Réussir cette transition vers une économie innovante requiert, selon cette étude, une série de préalables impliquant les différents acteurs concernés. Il s’agit,en premier lieu, de mettre en œuvre une politique d’accompagnement de proximité au profit des entreprises pour promouvoir leur transition vers l’économie de la connaissance.
Du côté des subventions, l’enquête montre que l’Etat a beaucoup compté sur les politiques de subvention dans le cadre du Programme de mise à niveau (PMN) et d’autres programmes de modernisation pour encourager les entreprises à investir dans les quatre piliers de l’économie de la connaissance (R-D, TIC, changement organisationnel et capital humain). Ces politiques ignorent les spécificités structurelles des entreprises et supposent que toutes les entreprises ont les mêmes capacités à investir dans l’économie de la connaissance et à rentabiliser leur investissement, surtout pour le cas des TIC. Ainsi, l’Etat est appelé à compléter ses politiques de subvention par une autre d’accompagnement.
Il est aussi essentiel de réhabiliter les systèmes d’éducation et de formation professionnelle afin de surmonter le manque de compétences qui empêchent les entreprises d’innover et de répondre aux besoins actuels et potentiels en compétences-clés indispensables à la transition vers l’économie de la connaissance. L’Etat tunisien est, par ailleurs, appelé à faire face à l’immigration des compétences pour remédier au manque des compétences mentionnées par les entreprises. Il faut autant encourager les entreprises ayant des activités de R-D occasionnelles à maintenir ces activités d’une manière permanente.

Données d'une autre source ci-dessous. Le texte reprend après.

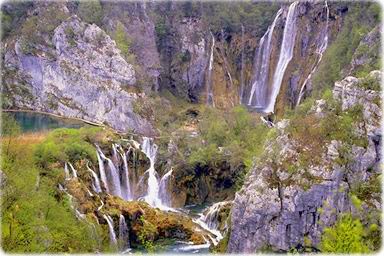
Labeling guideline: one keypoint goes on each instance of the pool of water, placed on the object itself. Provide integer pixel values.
(36, 122)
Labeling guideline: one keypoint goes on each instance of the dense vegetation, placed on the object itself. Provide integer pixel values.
(36, 216)
(360, 19)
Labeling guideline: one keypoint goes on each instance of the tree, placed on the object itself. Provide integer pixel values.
(345, 237)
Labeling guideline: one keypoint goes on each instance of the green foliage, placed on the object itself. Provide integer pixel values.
(64, 144)
(360, 19)
(370, 83)
(122, 40)
(231, 15)
(36, 218)
(36, 28)
(345, 237)
(9, 130)
(145, 234)
(91, 11)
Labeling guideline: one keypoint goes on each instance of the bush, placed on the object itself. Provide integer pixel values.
(345, 237)
(91, 11)
(63, 145)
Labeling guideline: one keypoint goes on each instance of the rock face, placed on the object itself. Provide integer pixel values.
(83, 76)
(279, 207)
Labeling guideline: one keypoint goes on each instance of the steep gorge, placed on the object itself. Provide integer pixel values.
(184, 86)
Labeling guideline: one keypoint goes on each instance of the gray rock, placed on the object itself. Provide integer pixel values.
(87, 78)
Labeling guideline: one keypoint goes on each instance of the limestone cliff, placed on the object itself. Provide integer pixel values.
(73, 70)
(285, 203)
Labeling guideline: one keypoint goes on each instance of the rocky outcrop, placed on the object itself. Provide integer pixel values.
(81, 74)
(366, 56)
(140, 35)
(283, 204)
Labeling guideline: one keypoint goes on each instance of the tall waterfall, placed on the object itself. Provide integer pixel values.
(103, 176)
(96, 182)
(285, 57)
(259, 92)
(242, 65)
(115, 177)
(112, 234)
(149, 148)
(320, 50)
(123, 234)
(155, 196)
(210, 100)
(125, 182)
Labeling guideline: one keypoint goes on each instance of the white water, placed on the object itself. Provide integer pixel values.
(95, 182)
(101, 168)
(113, 186)
(165, 183)
(149, 148)
(114, 173)
(285, 57)
(112, 235)
(210, 100)
(74, 172)
(242, 65)
(66, 171)
(321, 48)
(262, 59)
(123, 234)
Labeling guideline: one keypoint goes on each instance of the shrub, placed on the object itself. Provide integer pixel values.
(345, 237)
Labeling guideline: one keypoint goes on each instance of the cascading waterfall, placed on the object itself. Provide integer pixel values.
(286, 54)
(320, 50)
(113, 175)
(149, 148)
(123, 234)
(95, 182)
(112, 234)
(242, 65)
(164, 188)
(210, 100)
(103, 176)
(259, 91)
(125, 182)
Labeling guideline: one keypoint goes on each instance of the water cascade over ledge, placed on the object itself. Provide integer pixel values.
(286, 53)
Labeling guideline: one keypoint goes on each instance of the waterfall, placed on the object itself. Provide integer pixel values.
(112, 235)
(149, 148)
(165, 190)
(66, 171)
(209, 220)
(103, 176)
(123, 234)
(95, 182)
(210, 100)
(285, 57)
(320, 50)
(114, 186)
(74, 172)
(115, 176)
(242, 65)
(261, 64)
(125, 182)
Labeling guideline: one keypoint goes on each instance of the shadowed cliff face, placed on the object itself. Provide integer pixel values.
(286, 202)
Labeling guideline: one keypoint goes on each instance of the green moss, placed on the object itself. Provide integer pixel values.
(345, 237)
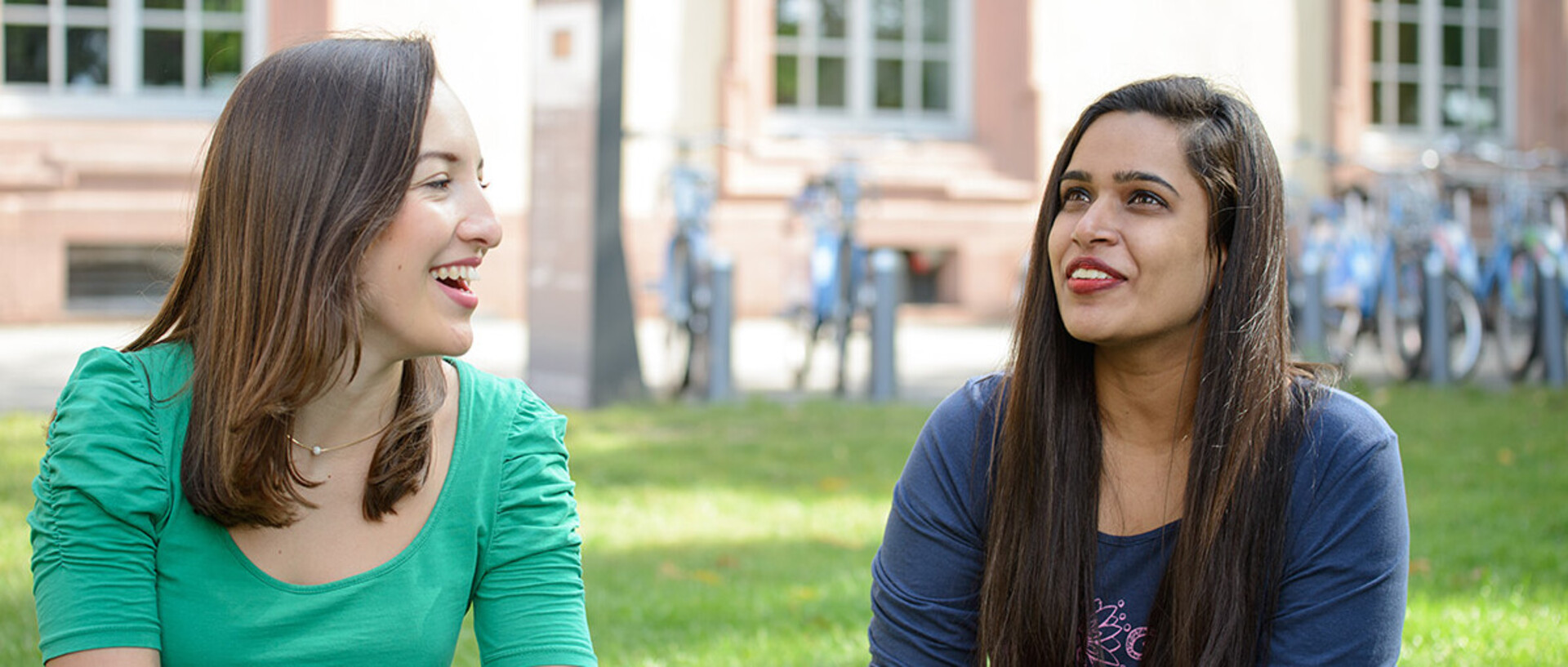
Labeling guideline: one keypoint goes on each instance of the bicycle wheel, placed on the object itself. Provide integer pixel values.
(1399, 310)
(1515, 310)
(1465, 326)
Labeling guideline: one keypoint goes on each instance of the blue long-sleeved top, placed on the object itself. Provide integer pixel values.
(1348, 549)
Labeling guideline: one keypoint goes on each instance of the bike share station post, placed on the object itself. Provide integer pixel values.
(1552, 322)
(1435, 336)
(720, 326)
(888, 279)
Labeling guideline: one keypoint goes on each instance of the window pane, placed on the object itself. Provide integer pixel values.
(1377, 41)
(1487, 107)
(1454, 46)
(831, 15)
(1377, 104)
(162, 57)
(1409, 42)
(933, 22)
(1455, 105)
(830, 82)
(888, 18)
(27, 54)
(889, 83)
(786, 16)
(933, 87)
(220, 58)
(786, 80)
(87, 57)
(1410, 104)
(1489, 56)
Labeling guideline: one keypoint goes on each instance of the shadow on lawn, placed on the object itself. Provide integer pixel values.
(830, 447)
(773, 602)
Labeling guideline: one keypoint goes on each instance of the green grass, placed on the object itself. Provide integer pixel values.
(742, 534)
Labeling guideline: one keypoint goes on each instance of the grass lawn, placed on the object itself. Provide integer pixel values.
(742, 534)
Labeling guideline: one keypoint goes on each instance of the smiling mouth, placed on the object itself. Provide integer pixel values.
(457, 278)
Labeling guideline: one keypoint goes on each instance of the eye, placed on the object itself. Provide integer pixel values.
(1075, 194)
(1143, 198)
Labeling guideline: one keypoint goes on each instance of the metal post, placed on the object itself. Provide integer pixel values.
(720, 324)
(1552, 322)
(1313, 343)
(1435, 336)
(888, 276)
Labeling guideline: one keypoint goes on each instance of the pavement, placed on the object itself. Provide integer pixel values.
(932, 358)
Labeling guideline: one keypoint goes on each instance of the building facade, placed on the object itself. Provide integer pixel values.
(951, 110)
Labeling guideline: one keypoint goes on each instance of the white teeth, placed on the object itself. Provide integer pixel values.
(461, 273)
(1090, 274)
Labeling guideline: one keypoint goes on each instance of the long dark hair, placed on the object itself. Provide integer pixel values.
(1220, 586)
(306, 167)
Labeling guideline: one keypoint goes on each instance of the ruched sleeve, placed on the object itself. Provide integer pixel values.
(529, 602)
(100, 492)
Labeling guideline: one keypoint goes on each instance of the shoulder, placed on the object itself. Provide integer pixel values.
(1341, 434)
(506, 406)
(1348, 465)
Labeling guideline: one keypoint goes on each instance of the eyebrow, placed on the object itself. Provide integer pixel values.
(1123, 177)
(446, 155)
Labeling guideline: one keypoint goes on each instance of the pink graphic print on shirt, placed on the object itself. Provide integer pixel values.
(1116, 641)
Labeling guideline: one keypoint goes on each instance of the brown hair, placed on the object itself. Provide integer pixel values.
(306, 167)
(1220, 586)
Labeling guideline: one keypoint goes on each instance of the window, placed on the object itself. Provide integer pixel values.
(1441, 66)
(91, 57)
(872, 64)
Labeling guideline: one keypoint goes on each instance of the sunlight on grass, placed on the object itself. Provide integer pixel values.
(742, 534)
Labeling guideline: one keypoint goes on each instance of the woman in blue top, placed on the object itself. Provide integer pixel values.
(283, 469)
(1155, 481)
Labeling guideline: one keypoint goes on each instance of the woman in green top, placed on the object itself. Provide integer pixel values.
(284, 469)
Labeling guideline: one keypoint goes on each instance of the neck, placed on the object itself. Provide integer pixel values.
(1147, 400)
(352, 407)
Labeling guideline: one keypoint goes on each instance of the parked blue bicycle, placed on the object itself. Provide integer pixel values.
(830, 204)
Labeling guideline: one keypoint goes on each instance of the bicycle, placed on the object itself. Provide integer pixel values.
(686, 284)
(1423, 226)
(836, 268)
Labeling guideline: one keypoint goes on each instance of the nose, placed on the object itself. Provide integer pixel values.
(479, 225)
(1095, 225)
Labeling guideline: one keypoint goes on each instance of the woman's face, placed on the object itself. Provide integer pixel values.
(417, 276)
(1129, 247)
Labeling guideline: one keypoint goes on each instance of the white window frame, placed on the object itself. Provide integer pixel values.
(1429, 73)
(860, 113)
(126, 96)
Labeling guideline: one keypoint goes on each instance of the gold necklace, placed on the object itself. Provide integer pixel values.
(318, 450)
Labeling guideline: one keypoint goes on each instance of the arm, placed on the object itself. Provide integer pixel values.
(100, 492)
(529, 603)
(925, 576)
(1343, 595)
(107, 658)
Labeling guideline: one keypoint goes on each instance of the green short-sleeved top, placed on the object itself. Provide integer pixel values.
(121, 559)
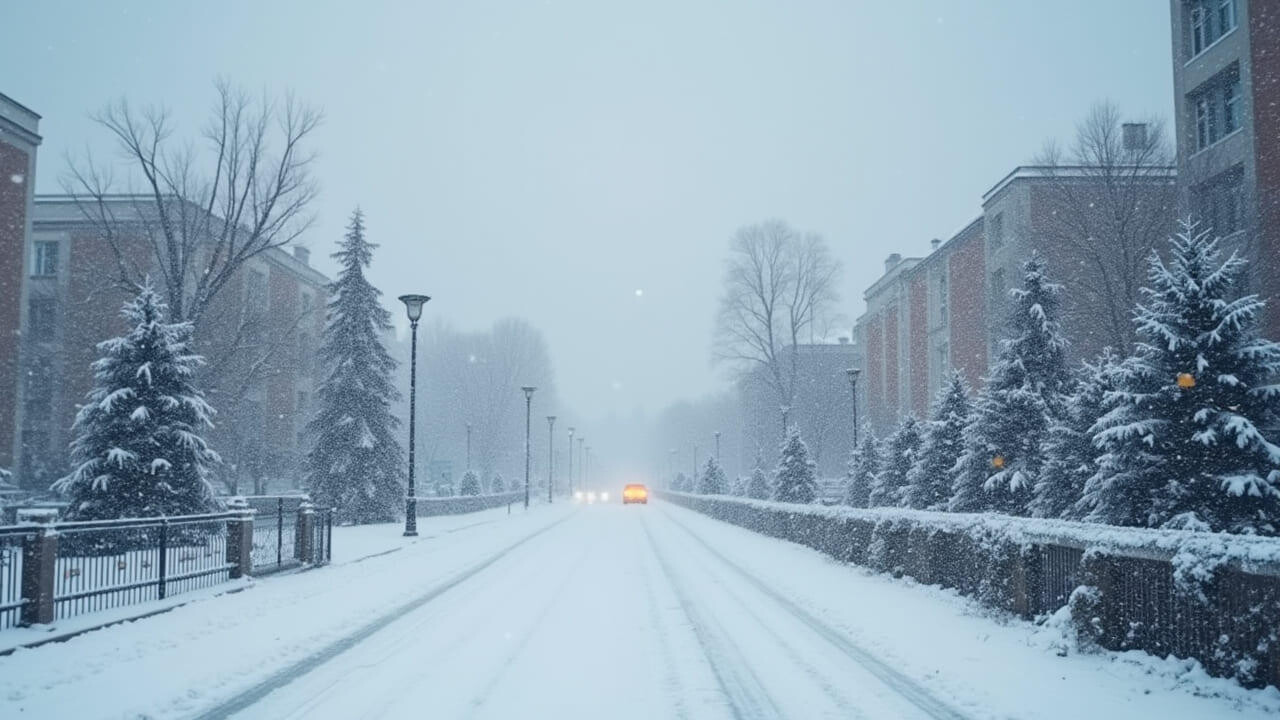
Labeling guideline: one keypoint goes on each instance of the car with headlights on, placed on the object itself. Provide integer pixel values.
(635, 492)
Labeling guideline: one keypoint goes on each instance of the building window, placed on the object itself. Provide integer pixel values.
(1210, 21)
(45, 261)
(942, 297)
(41, 318)
(1217, 203)
(1217, 108)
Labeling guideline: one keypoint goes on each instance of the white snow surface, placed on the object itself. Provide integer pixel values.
(594, 611)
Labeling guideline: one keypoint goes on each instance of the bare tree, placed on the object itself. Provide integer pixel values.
(780, 290)
(200, 217)
(1112, 204)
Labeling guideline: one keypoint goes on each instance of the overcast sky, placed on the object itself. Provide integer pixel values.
(583, 163)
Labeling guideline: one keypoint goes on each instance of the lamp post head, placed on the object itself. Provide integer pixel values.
(414, 305)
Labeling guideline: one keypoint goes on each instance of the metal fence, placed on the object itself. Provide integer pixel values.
(56, 570)
(113, 563)
(12, 541)
(275, 540)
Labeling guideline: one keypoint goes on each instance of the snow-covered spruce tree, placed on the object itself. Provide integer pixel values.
(1025, 391)
(928, 482)
(137, 450)
(355, 463)
(864, 466)
(470, 483)
(712, 481)
(794, 479)
(1184, 445)
(900, 452)
(758, 486)
(1069, 452)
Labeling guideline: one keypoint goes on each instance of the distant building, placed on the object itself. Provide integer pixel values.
(946, 310)
(1226, 98)
(259, 338)
(822, 410)
(19, 137)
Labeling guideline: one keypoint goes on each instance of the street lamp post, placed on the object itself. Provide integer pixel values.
(414, 309)
(853, 387)
(551, 456)
(529, 417)
(571, 461)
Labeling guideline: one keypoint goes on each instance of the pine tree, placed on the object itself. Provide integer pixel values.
(470, 483)
(712, 481)
(900, 452)
(794, 479)
(928, 482)
(864, 466)
(137, 450)
(1184, 443)
(759, 487)
(356, 464)
(1069, 452)
(1004, 446)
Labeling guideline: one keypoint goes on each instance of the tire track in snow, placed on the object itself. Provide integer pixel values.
(743, 689)
(301, 668)
(894, 679)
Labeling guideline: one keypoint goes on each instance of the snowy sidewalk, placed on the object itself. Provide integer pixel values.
(176, 664)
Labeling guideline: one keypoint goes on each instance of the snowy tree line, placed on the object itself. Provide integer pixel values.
(1175, 434)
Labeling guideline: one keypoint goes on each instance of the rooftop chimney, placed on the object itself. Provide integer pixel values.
(1134, 136)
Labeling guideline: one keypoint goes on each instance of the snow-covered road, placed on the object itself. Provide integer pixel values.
(599, 611)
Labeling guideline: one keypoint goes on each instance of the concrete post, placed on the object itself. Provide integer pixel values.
(240, 538)
(305, 540)
(39, 565)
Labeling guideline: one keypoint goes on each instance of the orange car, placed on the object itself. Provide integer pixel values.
(635, 492)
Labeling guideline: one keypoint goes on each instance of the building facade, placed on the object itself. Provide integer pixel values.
(1226, 99)
(946, 310)
(19, 137)
(259, 340)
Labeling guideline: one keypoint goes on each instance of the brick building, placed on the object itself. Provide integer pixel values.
(259, 338)
(1226, 98)
(19, 139)
(945, 310)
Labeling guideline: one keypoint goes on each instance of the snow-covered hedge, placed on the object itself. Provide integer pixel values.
(1210, 596)
(461, 504)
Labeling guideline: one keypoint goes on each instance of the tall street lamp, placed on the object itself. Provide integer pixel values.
(853, 387)
(571, 461)
(551, 456)
(529, 405)
(414, 309)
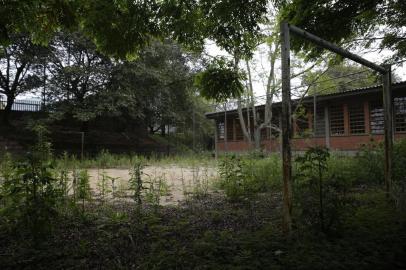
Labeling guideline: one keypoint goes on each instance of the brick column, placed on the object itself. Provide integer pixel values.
(346, 120)
(366, 118)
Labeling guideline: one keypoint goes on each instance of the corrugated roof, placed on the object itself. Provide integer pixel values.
(350, 92)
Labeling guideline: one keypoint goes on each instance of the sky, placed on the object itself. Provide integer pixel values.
(260, 64)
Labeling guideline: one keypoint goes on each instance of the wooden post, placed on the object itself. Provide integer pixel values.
(215, 140)
(83, 145)
(225, 128)
(327, 126)
(314, 115)
(389, 134)
(193, 129)
(286, 130)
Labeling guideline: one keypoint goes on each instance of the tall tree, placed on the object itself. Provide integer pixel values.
(156, 87)
(77, 73)
(344, 20)
(16, 74)
(339, 78)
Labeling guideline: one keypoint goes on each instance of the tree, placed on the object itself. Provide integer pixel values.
(156, 88)
(343, 20)
(78, 74)
(18, 76)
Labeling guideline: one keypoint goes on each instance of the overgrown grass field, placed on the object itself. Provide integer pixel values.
(53, 217)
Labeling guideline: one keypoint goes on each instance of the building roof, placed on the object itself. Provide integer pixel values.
(325, 97)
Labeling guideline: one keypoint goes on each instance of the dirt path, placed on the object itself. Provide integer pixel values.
(181, 181)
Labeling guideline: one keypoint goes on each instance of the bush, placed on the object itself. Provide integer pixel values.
(318, 186)
(30, 194)
(243, 177)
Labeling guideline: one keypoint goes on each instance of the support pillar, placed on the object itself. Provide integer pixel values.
(389, 133)
(286, 130)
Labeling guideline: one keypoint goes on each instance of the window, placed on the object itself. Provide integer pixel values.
(376, 117)
(302, 125)
(239, 136)
(220, 130)
(337, 120)
(320, 126)
(357, 119)
(400, 114)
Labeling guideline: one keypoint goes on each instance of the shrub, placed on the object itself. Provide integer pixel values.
(318, 187)
(243, 177)
(30, 194)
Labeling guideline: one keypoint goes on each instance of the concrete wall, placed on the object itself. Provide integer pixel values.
(337, 143)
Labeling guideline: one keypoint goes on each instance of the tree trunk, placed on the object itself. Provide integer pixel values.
(163, 131)
(242, 122)
(7, 110)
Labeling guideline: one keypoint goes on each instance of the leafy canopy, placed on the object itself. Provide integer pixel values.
(121, 28)
(342, 20)
(220, 81)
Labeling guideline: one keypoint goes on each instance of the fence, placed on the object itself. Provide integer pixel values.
(23, 105)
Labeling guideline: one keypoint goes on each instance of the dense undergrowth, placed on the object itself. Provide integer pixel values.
(343, 218)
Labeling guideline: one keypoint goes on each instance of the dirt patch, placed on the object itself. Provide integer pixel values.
(181, 181)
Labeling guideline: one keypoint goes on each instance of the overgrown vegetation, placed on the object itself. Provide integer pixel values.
(50, 217)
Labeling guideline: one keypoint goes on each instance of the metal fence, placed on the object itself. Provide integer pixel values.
(23, 105)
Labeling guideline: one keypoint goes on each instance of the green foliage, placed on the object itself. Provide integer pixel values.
(338, 79)
(83, 191)
(103, 185)
(317, 188)
(220, 81)
(155, 189)
(342, 20)
(122, 28)
(29, 191)
(243, 178)
(136, 182)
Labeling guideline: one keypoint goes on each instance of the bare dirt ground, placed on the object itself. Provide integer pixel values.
(181, 181)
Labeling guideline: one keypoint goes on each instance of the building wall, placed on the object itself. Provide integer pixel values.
(350, 136)
(338, 143)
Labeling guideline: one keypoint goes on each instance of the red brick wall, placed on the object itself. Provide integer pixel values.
(343, 143)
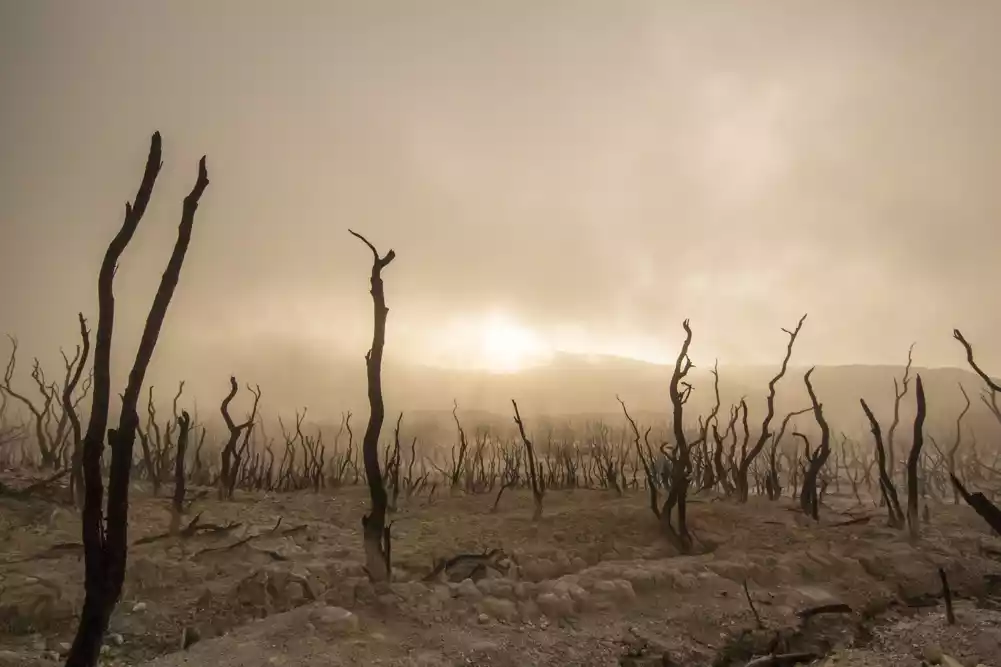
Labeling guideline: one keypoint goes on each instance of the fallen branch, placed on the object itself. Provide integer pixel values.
(782, 659)
(950, 616)
(757, 616)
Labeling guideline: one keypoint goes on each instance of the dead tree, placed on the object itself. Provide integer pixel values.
(951, 456)
(983, 507)
(105, 549)
(177, 504)
(676, 503)
(392, 466)
(809, 500)
(748, 458)
(40, 412)
(457, 463)
(535, 469)
(913, 521)
(375, 533)
(69, 409)
(899, 392)
(231, 457)
(990, 398)
(773, 482)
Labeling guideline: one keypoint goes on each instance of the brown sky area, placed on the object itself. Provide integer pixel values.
(589, 172)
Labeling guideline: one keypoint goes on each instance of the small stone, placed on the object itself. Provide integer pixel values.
(499, 608)
(555, 606)
(932, 654)
(467, 589)
(335, 620)
(11, 658)
(188, 637)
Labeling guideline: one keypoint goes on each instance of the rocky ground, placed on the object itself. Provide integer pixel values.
(278, 580)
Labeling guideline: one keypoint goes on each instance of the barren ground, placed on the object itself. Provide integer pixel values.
(591, 584)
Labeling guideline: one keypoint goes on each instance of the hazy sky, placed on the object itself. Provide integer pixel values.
(583, 174)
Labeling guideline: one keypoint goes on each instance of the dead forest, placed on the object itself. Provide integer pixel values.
(72, 443)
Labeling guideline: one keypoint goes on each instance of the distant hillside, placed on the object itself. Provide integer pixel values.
(573, 385)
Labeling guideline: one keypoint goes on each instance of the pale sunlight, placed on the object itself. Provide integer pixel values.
(494, 342)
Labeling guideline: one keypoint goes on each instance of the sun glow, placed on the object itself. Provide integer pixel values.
(498, 343)
(494, 343)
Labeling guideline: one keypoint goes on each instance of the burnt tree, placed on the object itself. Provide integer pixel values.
(900, 390)
(177, 501)
(809, 500)
(536, 477)
(106, 548)
(957, 442)
(676, 503)
(69, 409)
(231, 457)
(913, 521)
(748, 458)
(886, 486)
(375, 537)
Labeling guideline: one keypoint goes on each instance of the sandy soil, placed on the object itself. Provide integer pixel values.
(591, 584)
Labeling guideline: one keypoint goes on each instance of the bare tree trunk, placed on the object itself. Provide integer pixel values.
(105, 553)
(375, 534)
(748, 458)
(887, 488)
(76, 460)
(177, 507)
(913, 521)
(535, 470)
(809, 500)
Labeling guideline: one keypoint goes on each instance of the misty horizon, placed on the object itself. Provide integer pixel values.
(572, 178)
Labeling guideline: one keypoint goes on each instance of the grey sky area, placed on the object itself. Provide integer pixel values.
(553, 175)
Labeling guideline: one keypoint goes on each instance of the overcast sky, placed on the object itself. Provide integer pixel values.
(593, 170)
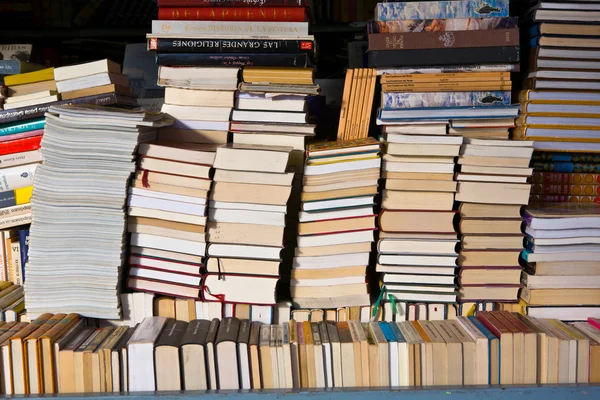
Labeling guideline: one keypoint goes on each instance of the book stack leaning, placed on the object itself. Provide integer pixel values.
(78, 233)
(337, 224)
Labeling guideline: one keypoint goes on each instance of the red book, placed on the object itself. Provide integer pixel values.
(233, 3)
(277, 14)
(20, 145)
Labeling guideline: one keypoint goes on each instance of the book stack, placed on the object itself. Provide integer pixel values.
(167, 217)
(562, 274)
(200, 100)
(492, 187)
(562, 94)
(232, 33)
(565, 177)
(417, 246)
(247, 227)
(78, 232)
(336, 224)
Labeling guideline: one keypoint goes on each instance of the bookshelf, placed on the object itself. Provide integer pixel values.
(571, 392)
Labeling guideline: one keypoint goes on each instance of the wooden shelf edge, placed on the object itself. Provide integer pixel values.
(560, 392)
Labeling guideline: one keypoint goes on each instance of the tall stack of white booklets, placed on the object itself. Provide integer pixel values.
(246, 225)
(77, 240)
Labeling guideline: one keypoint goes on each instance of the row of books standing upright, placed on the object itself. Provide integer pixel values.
(560, 104)
(234, 73)
(453, 182)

Selon cette étude, la transition vers une économie innovante nécessite le développement d’un système de propriété intellectuelle efficace de manière à encourager l’innovation, à promouvoir l’investissement dans la science et la technologie et à mettre la technologie au service du public. Il est également recommandé de développer un dispositif d’intelligence économique au service de la région afin d’alimenter les différents acteurs locaux par les informations et les connaissances nécessaires à leur développement.